In January, the Orwellian “State Internet Information Office” announced it had shut down scores of websites and more than 100 social media accounts for “distorting history of the Communist Party and the nation.”
Under the guise of a campaign to ensure social stability, the Chinese authorities suppress online debate on a range of legitimate issues.
Dozens of phrases are censored on social media including any mention of the 1989 Tiananmen Square crackdown or the recent Hong Kong pro-democracy protests. Thousands of websites, including Wikipedia, Facebook, Instagram and Twitter remain blocked.
While the new battlefield is virtual, the impact on people’s lives is real and devastating. Since President Xi Jinping came to power, hundreds of people have been detained solely for expressing their peaceful views online.
It is women’s rights activists, anti-corruption and environmental campaigners, and those urging debate on political and legal reforms who fall foul of online censors.
Su Changlan was detained by police in October 2014.
Her apparent “crime” was to have posted comments online in support of Hong Kong’s pro-democracy protests. She faces charges of “inciting subversion of state power,” and a potential sentence of life imprisonment.
Liu Ping, a 45-year-old mother and grassroots activist, languishes in jail right now. Last June, she was sentenced to six years in prison on the charge of “picking quarrels and provoking troubles” for publicly calling on the Chinese government to step up the fight against corruption.
Liu Ping’s online posts of photos of her holding banners calling for transparency, and transcripts of Skype chats with foreign media, were used to condemn her at her trial.
The paradox is that President Xi has made great mileage out of his own anti-corruption drive. The persecution of Liu Ping, and many others that raise these issues only underlines the hypocrisy of the current leadership.
Assault on all fronts
This online attack is part of the worst crackdown against freedom of expression in China in more than a decade. Under President Xi, it is an assault on all fronts: in academia, in the media, civil society and online.
Ilham Tohti, an economics professor at Central University for Nationalities in Beijing and the founder of the “Uyghur Online” website was sentenced to life imprisonment in September 2014 on charges of “separatism.” The charge was based on his online articles, university lectures and interviews with foreign media.
He worked to peacefully build bridges between ethnic communities and often criticized government policies that promoted discrimination. I have not seen evidence that his words did otherwise.
The Chinese authorities abuse the law to suppress online freedom and target critical voices, yet have the guile to portray such persecution as evidence of the rule of law in action.
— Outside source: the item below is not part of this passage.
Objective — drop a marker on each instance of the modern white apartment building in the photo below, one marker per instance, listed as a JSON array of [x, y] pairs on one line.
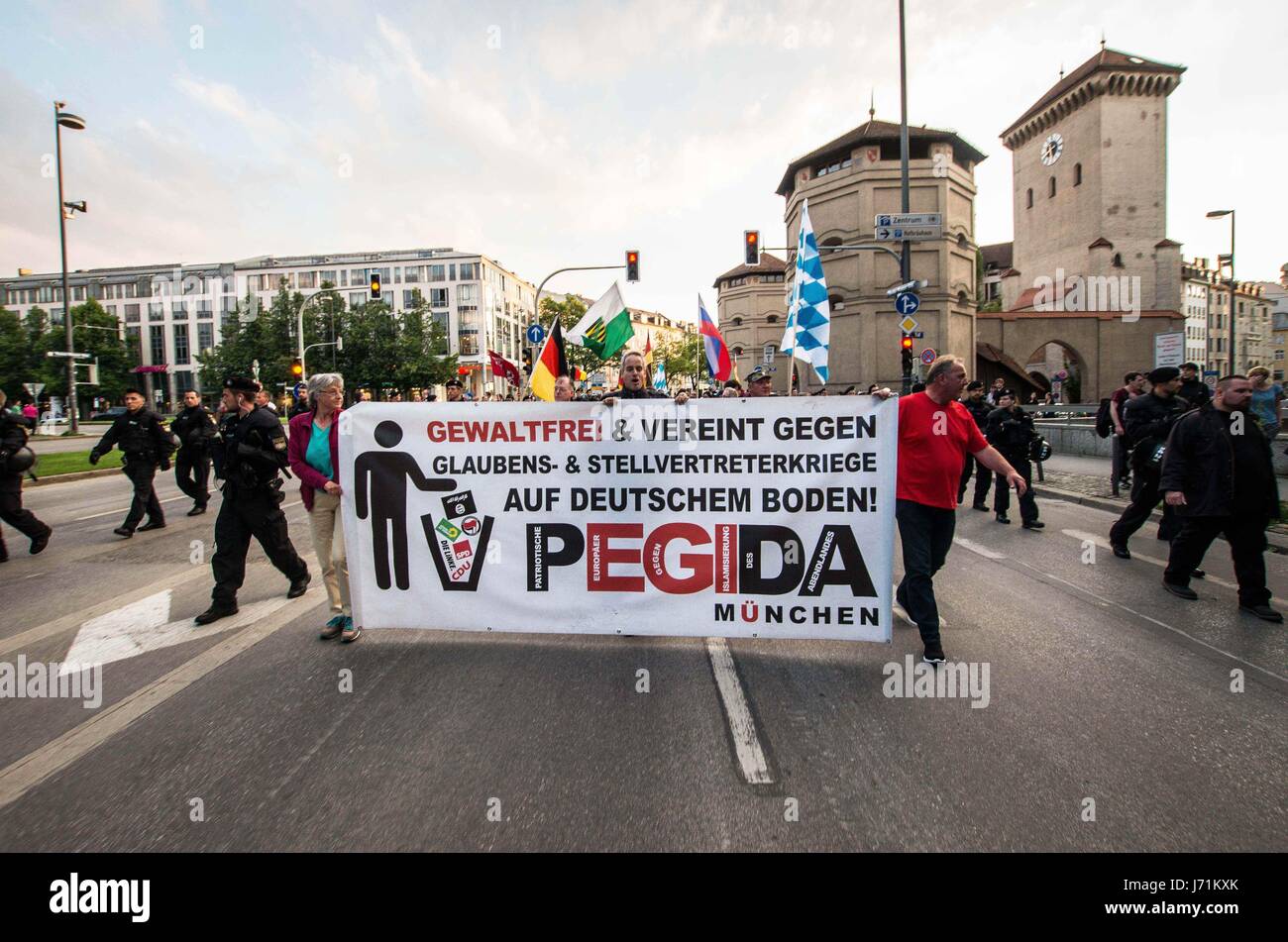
[[171, 313]]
Far from relenting, the government is introducing a swath of regressive legislation and regulations in a further assault against online privacy and freedom of expression.
A new, vaguely worded draft anti-terror law lacks sufficient safeguards and gives the authorities virtually a free rein to collect information on individuals’ online activities.
All Internet and telecommunication service providers operating in China would be required to give the government backdoor access to their systems and details about the encryption used.
Yes, the government has a responsibility to ensure national security and to combat serious crime, but such measures must be targeted and proportionate to the threat. Internet companies doing business in China must also take all possible efforts to avoid contributing to human rights abuses.
At the international level the Chinese government looks to legitimize its actions. China’s charismatic “Internet Czar,” Lu Wei, extolls the concept of “internet sovereignty” and promotes it as an acceptable global model.
This initiative must not go unchallenged. Internet sovereignty in China equals censorship and persecution; a web to trap thousands of individuals peacefully expressing different views online.
While the immediate outlook is bleak, there is hope. The Internet has proved invaluable to the development of human rights – revolutionizing access to information and improving transparency and accountability.
For every online critic the Chinese authorities imprison, there are scores more prepared to speak out despite the risks. It is with these courageous individuals that those of us who value online freedom must stand united.
The battle to promote Internet sovereignty and silence all critical voices is one the Chinese authorities must not be allowed to win.